It's cold, cold, cold today. And though South Florida doesn't have the frost that the rest of the country is getting, there certainly is a nip in the air. This kind of weather calls for soup.
Wonton soup from Blackbrick, Richard Hales' new midtown Chinese restaurant, to be exact.
Open just about a month, the restaurant is fast becoming a favorite among fans of good Chinese, as well as an industry hangout for chefs to let off steam after a long evening's shift. (Blackbrick is open until 2 a.m. Friday and Saturday nights.)
See also: Blackbrick Opens This Week: We Get a First Look
Unlike the standard Chinese restaurant fare, the shrimp in these egg rolls are plump and succulent instead of small and dry. The pumpkin sweet-and-sour sauce adds dimension to run-of-the-mill duck sauce. Pumpkin purée and pie spices are slow-cooked in a wok to achieve the results ($6).
The wonton soup is a meal in itself and exactly what I wanted on a chilly day. A brimming bowl of broth is filled with house-made noodles, four shrimp wontons, and slices of pork; then it's all topped with crunchy fried noodles ($9). The stock, made from rabbit bones and vegetables, is a rich canvas for the other flavors in the soup. If food could give you a hug, this one would.

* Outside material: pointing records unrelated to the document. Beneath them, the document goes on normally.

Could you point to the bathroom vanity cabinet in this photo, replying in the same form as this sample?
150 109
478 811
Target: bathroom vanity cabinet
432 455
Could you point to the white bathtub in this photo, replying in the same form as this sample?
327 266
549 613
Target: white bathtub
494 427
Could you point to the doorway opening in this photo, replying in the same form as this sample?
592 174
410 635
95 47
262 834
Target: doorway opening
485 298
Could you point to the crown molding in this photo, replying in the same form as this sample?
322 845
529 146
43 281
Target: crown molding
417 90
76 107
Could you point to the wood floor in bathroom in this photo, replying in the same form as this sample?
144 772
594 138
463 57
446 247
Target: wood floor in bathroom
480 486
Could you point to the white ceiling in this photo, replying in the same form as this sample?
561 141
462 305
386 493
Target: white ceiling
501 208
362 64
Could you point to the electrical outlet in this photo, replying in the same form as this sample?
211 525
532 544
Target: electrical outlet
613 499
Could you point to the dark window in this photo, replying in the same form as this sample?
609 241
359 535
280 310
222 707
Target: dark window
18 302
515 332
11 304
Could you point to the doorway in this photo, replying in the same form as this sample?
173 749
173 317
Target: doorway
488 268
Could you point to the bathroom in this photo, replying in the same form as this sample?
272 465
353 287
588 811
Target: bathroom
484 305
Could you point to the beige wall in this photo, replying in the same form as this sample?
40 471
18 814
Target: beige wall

Dandan noodles ($12) come in a deceptively small bowl (deceptive because there seems like a never-ending amount of pork and noodles inside).
Three Treasures (Di San Xian), is a mixture of Swank Farms eggplant, potatoes, and peppers (both sweet and spicy). It's a classic dish of the northeast part of China and a welcome change of pace from the usual veggie stir-fry for vegetarians ($12).
Overly sated, I receive a dessert menu. I would have skipped a sweet ending if not for one word: pudding. Nothing, except soup, conjures comfort like pudding. Except bourbon. Which is why the bourbon trifle is an utter must-have.
The trifle, which dates back to the 1500s, layers pudding (or flavored Jell-O for some) with fruit and/or cake. Blackbrick's bourbon trifle is made with Buffalo Trace and topped with a house-made waffle fortune cookie.
Between layers of whipped bourbon-graced goodness lies crumbled banana bread. After the trifle is gone, I find myself looking longingly at the glass, hoping it will magically refill itself. I'm tempted to also try the pumpkin trifle and the chocolate brownie one — they're only $4 apiece. But what would I look forward to on the next visit? And the one after that?
Patience, after all, is a virtue. In fact, I think that was the message I found in my Wife Hales fortune cookie. So on a blustery day like today, eat wonton soup. And leave room for dessert.